Não sabem que é o treinador que produziu estas afirmações? Vejam o vídeo.
Não me peçam para entrar em esquizofrenias “à António Oliveira”. Aliás, o antigo treinador do FC Porto deve fazer as delícias dos adeptos benfiquistas com aquele estilo que roça, às vezes, o primário, sendo, muitas vezes, mais cáustico para com o próprio clube do que para com os adversários.
Hoje vi e ouvi a melhor análise sobre o jogo de domingo contra os coisinhos: a de Vítor Pereira, no programa Grande Área. Estou absolutamente de acordo com ele. Entrámos bem, criámos oportunidades para estar em vantagem na primeira meia hora, criámos oportunidades para voltar a discutir o jogo – já com 0-2. Falhámos. O Benfica apanhou-se a ganhar sem saber bem como e, a partir daí, como equipa mais experiente que é, soube não cometer erros. Não digo controlar o jogo porque, efetivamente, nunca o conseguiu de forma sólida e continuada. O segundo golo nasce de uma completa passividade de alguém que deixa Talisca receber, olhar, preparar e rematar, ele que o faz – rematar de fora da área – como nenhum dos nossos médios titulares são capazes de o fazer. Fabiano não segurou, porque o remate foi muito bem colocado e com muita força. A partir daí era uma questão de saber para onde iria ressalto. Podia ter ido para o Marcano, foi para o Lima.
Voltando ao início. Até ao primeiro golo, o adversário fez um remate completamente inofensivo, e para fora, por Gaitán e outro, por Talisca, que Fabiano encaixou com facilidade. Ambos os remates de fora da área. Ou seja, até ao golo, o Benfica não entrou na grande área do FC Porto. Até então, poderíamos e deveríamos ter acabado com o jogo. E só não o fizemos porque Herrera fez um remate paupérrimo em zona privilegiada de finalização e porque Jackson permitiu a defesa de Júlio César, numa zona em que o colombiano costuma ser letal. Para além disso, houve um cartão amarelo a André Almeida, houve uma arrancada de Tello que criou extremas dificuldades a Júlio César e houve uma mão não assinalada de Maxi Pereira, que daria um livre em jeito de canto mais curto (e se a mão na área que nos anulou um golo foi assinalada, esta também devia tê-lo sido). Resumindo, até aos 36 minutos, era uma questão de saber se íamos marcar ainda na primeira parte ou apenas na segunda. E já seria injusto irmos empatados para o intervalo.
Depois, surge o golo. Não me lixem, mas aquele golo nem nos juniores se sofre. Danilo assumiu a culpa de não ter reagido (mérito a Lima, nesse ponto), e Fabiano ficou na linha de baliza. E depois, há que dar mérito aos coisinhos, porque eles metem oito jogadores na zona de perigo: cinco na grande área, e três à entrada da mesma. Nós tínhamos nove (não contando com o Fabiano), por isso não era tão difícil assim alguma coisa correr mal (como correu). Vejam o vídeo.
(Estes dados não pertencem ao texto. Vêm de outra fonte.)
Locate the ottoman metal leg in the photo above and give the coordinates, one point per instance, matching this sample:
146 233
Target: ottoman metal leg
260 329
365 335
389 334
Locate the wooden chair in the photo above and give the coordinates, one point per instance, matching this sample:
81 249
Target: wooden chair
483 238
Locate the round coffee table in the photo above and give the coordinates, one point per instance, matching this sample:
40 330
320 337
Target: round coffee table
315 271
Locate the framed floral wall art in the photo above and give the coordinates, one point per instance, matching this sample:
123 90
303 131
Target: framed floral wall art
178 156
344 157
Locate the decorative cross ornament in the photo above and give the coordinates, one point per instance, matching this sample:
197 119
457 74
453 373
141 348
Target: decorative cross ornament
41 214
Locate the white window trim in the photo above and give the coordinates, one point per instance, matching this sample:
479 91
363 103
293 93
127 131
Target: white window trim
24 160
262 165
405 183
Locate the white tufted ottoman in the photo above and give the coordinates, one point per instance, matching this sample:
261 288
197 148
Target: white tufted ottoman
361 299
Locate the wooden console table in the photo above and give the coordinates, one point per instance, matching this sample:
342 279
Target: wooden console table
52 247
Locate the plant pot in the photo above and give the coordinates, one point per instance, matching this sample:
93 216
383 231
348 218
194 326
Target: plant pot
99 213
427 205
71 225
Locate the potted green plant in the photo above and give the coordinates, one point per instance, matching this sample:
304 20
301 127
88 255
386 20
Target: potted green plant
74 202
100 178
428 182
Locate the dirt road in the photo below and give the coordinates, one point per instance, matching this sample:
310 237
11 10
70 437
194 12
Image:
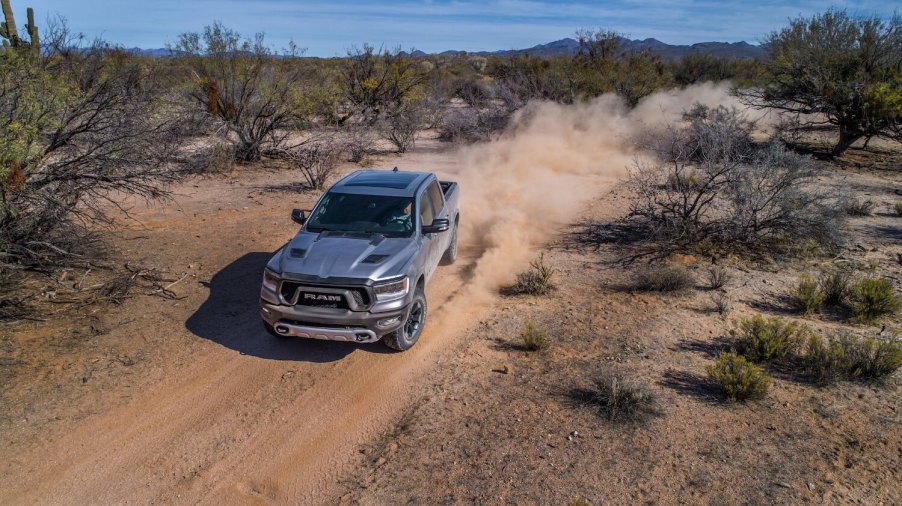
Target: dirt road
225 412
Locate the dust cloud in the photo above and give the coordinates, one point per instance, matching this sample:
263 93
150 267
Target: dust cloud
518 190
Após o lançamento, toda a gente falhou o cabeceamento, incluindo Jardel e os três portistas que se preocuparam com ele, e Lima teve reflexos mais eficazes e rápidos. Se o 0-0 seria injusto ao intervalo, um 0-1 foi-o ainda mais.
O resto foi uma equipa de miúdos a querer fazer tudo com o coração e uma equipa de graúdos com a ratice necessária para não abanar lá atrás. E mesmo assim, poderiam ter abanado se aquelas bolas na barra têm entrado.
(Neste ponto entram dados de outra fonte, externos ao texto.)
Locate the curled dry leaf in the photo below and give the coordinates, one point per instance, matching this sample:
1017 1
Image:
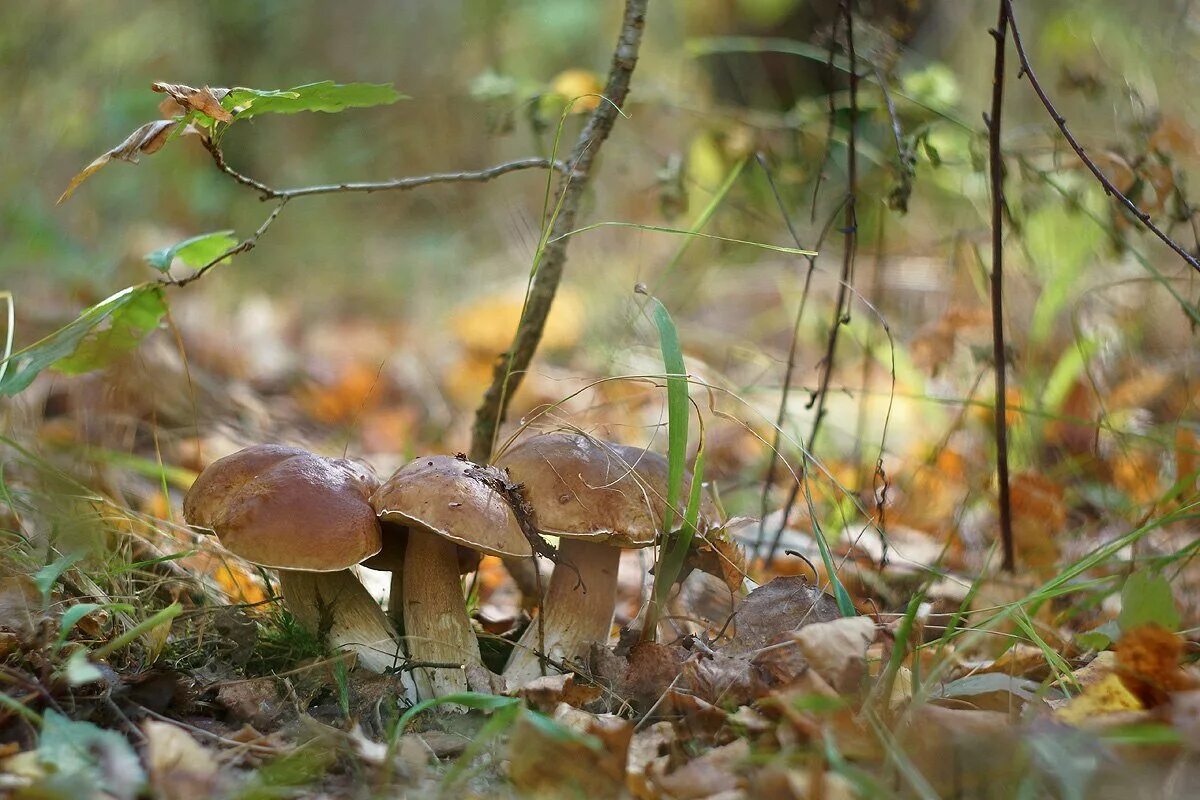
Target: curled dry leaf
204 100
709 775
147 139
1149 663
545 692
579 755
838 650
779 607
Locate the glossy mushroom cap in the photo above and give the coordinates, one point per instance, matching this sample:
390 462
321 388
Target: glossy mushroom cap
451 497
288 509
592 489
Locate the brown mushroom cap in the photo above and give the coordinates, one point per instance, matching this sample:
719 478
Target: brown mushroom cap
288 509
443 494
587 488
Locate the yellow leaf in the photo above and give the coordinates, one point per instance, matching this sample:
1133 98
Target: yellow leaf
1105 696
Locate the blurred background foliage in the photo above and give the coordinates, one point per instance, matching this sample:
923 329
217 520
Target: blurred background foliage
432 270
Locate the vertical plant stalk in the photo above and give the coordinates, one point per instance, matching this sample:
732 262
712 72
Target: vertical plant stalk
850 245
996 164
511 366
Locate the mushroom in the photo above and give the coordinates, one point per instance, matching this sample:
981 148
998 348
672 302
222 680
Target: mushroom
447 504
310 518
598 498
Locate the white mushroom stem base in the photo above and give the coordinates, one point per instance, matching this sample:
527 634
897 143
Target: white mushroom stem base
577 611
437 629
337 602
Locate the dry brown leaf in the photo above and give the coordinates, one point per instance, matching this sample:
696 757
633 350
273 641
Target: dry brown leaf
147 139
581 85
204 100
837 650
1149 663
646 749
544 764
546 692
180 768
1105 696
486 325
1039 517
779 607
712 774
720 557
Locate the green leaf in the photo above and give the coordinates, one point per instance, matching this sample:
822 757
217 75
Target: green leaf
325 96
195 252
558 732
83 343
102 759
49 575
1145 599
71 618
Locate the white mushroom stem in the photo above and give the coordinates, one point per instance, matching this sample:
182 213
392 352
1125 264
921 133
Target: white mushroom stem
577 609
339 603
436 624
395 605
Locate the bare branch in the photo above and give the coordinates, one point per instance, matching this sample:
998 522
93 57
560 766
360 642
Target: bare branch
244 246
402 184
510 367
397 184
850 245
996 163
1061 121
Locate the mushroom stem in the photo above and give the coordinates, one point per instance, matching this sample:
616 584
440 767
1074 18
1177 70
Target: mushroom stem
436 624
395 605
577 609
336 602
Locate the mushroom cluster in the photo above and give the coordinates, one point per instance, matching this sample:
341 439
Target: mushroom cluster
312 518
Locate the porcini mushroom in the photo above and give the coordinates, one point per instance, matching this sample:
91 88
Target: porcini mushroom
598 498
445 503
310 518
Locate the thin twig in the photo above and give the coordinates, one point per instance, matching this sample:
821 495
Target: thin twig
244 246
396 184
850 242
510 367
997 281
768 481
1061 121
402 184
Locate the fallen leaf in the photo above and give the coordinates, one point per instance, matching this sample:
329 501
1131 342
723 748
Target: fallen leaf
546 692
147 139
180 768
204 100
779 607
570 755
709 775
837 650
1105 696
1149 663
581 85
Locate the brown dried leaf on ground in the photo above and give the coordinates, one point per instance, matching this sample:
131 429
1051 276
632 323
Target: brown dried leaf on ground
204 100
147 139
778 607
547 692
837 650
180 768
1149 663
552 763
713 774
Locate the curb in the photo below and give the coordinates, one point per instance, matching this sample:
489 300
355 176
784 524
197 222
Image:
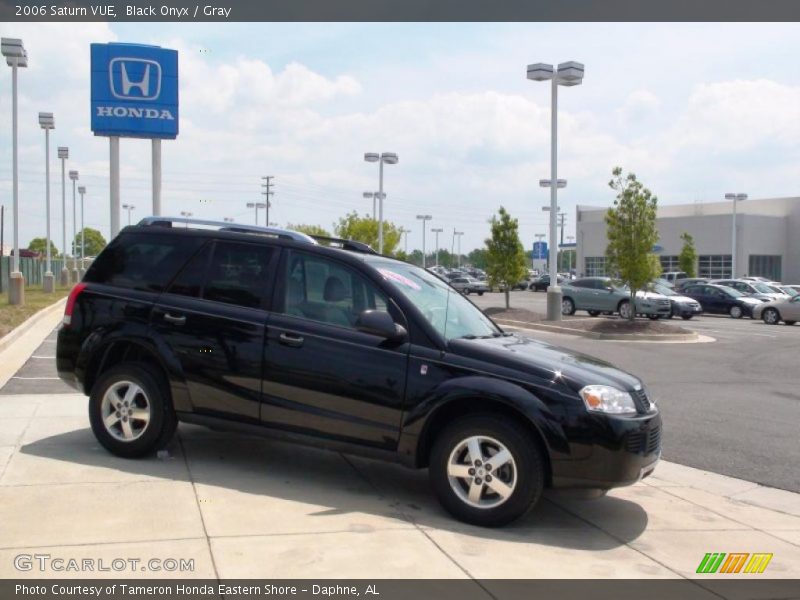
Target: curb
23 328
653 337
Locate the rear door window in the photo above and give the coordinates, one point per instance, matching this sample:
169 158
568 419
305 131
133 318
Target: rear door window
142 261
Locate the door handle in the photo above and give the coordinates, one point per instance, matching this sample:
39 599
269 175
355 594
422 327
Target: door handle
173 319
295 341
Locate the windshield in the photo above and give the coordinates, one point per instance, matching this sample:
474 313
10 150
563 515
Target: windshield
452 315
763 288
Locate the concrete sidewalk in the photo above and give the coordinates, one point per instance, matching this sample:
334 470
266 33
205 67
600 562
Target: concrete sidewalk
244 507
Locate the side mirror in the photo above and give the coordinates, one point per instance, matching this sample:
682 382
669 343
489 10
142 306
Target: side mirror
380 323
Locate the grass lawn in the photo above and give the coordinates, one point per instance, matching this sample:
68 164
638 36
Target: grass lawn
35 300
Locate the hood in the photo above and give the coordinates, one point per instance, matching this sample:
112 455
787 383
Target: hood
539 361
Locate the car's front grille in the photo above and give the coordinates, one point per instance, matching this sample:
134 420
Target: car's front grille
643 442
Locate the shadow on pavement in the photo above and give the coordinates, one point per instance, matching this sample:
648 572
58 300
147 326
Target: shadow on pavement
329 484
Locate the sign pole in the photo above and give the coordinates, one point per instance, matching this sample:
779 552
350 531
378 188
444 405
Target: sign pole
156 177
114 187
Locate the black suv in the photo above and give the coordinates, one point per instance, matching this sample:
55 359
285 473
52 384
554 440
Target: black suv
273 332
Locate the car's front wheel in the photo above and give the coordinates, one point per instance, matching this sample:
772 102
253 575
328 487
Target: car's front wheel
486 470
130 411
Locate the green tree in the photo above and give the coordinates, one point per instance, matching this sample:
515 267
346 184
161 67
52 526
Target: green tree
505 255
94 242
40 245
688 255
365 230
632 233
478 258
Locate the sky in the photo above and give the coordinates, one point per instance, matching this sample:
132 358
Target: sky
695 110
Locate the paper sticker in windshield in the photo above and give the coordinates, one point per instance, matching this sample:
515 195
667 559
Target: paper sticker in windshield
401 279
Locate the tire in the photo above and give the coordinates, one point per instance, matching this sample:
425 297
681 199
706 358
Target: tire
770 316
523 473
624 309
141 436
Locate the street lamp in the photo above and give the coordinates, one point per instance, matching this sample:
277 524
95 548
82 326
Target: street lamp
63 154
47 122
73 175
424 219
129 208
736 198
567 74
82 191
256 205
16 57
437 231
389 158
457 234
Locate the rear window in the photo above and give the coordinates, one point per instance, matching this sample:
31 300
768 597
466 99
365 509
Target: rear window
145 262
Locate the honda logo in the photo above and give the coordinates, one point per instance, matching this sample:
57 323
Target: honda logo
134 78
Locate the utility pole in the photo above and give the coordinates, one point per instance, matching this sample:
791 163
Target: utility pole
267 193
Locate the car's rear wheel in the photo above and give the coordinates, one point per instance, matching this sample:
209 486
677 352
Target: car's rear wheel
486 470
130 411
624 309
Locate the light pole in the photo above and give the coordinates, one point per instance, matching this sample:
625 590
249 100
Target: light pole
63 154
16 57
437 231
390 158
82 271
256 205
458 234
735 198
73 175
567 74
129 208
47 122
424 219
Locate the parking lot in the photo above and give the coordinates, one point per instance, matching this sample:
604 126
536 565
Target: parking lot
240 507
730 406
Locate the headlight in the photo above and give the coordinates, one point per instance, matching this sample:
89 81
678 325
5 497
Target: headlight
607 399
Do ponto de vista individual, desiludido pela baixa produção dos extremos, excetuando os primeiros 15 minutos de Tello, e cada vez mais convencido de que Herrera não é homem para estas exigências. Pelo menos de modo continuado. Gostava muito que o mexicano entrasse no lote restrito daqueles médios carismáticos  e talentosos de que nos vamos recordar para sempre, mas desconfio que é no grupo dos Defours, Souzas, Tomás Costas ou Chippos que vai acabar por cair.